The new owner, Boardwalk Properties FL, plans extensive renovations and improvements to the 240 units included in the deal — and also says it will raise rents by as much as 50 percent.
That means many tenants in the low-rise buildings, where a one-bedroom apartment can go for about $1,100 per month, could be forced out by rising prices.
These are people who drive Porsches and are drawn to Miami Beach but don’t want to live in high rises. Adam Walker, Boardwalk Properties FL Walker said the deal made Boardwalk the largest landlord of apartments in South Beach.
The company paid about $245,000 per unit. The sellers are a family that scooped up the buildings during the recession in 2009. A representative for the company that manages the units, Bar Invest Group, previously declined to reveal their identity to the Miami Herald.
The buildings are scattered between Seventh Street and 15th Street on the following avenues: Euclid, Michigan, Jefferson, Drexel, Meridian and Pennsylvania. It’s an area that hasn’t been transformed by the glitz and glamor of the trendy South of Fifth neighborhood or the gleaming oceanfront high-rises on Collins Avenue.
Jack McCabe, an analyst who studies South Florida’s real estate market, said the deal was “emblematic” of the region’s gentrification.
“Builders and renovators are focused on delivering the most profitable product, seemingly without concern about whether longtime South Floridians are going to be forced out of the area by higher rents,” McCabe said. “We’re seeing it up and down the coast but especially in Miami Beach . . . It’s really tough for people on a fixed income and for working-class people who are trying to save up for a down payment to buy a house.”
A study late last year found that Miami Beach has the most unequal housing market in the United States. The entire $59 million deal falls shy of the $60 million that hedge-fund mogul Kenneth Griffin spent on a penthouse duplex at an ultra-luxury condo in mid-Beach. (Griffin later relisted the units for $73 million.)
Boardwalk plans to renovate the buildings, which date mainly to the 1920s, '30s and '40s, over the next three years. “We’ll aim to renovate five buildings per year,” Walker said.
The company will preserve the building’s Art Deco facades, many of which are protected by the city of Miami Beach. But it will redo roofs where necessary, repaint exteriors and redo apartment interiors with stainless-steel appliances, central-air conditioning, granite counter-tops and tile floors in the bathrooms.

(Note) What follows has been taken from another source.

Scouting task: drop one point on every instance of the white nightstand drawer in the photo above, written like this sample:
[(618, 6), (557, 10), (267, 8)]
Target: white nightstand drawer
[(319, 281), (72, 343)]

Rents will likely rise between 35 and 50 percent. They currently stand at about $2.25 per foot, compared to $3 for the rest of South Beach.
“The rents aren’t at the right level for this area,” Walker said.
As for the current tenants, he added, “we’re the largest owner of multi-family in North Beach so hopefully they can move to North Beach [where rents are also cheap]. . . You don’t lose much by being up there in terms of location.”
It’s really tough for people on a fixed income and for working-class people who are trying to save up for a down payment to buy a house. Jack McCabe, housing market analyst
The overall $59 million sales price was a record for a multi-housing deal in South Beach, according to broker Calum Weaver of CBRE, who handled the sale. The properties had originally been marketed at $65 million. They make up the largest portfolio of apartments to ever hit the market in South Beach.
“We had 15 different offers in total, ” Weaver said.
The bids came from interested parties in the U.S., Canada, Latin America and Europe.
Said Weaver: “People from all over the world know the South Beach brand.”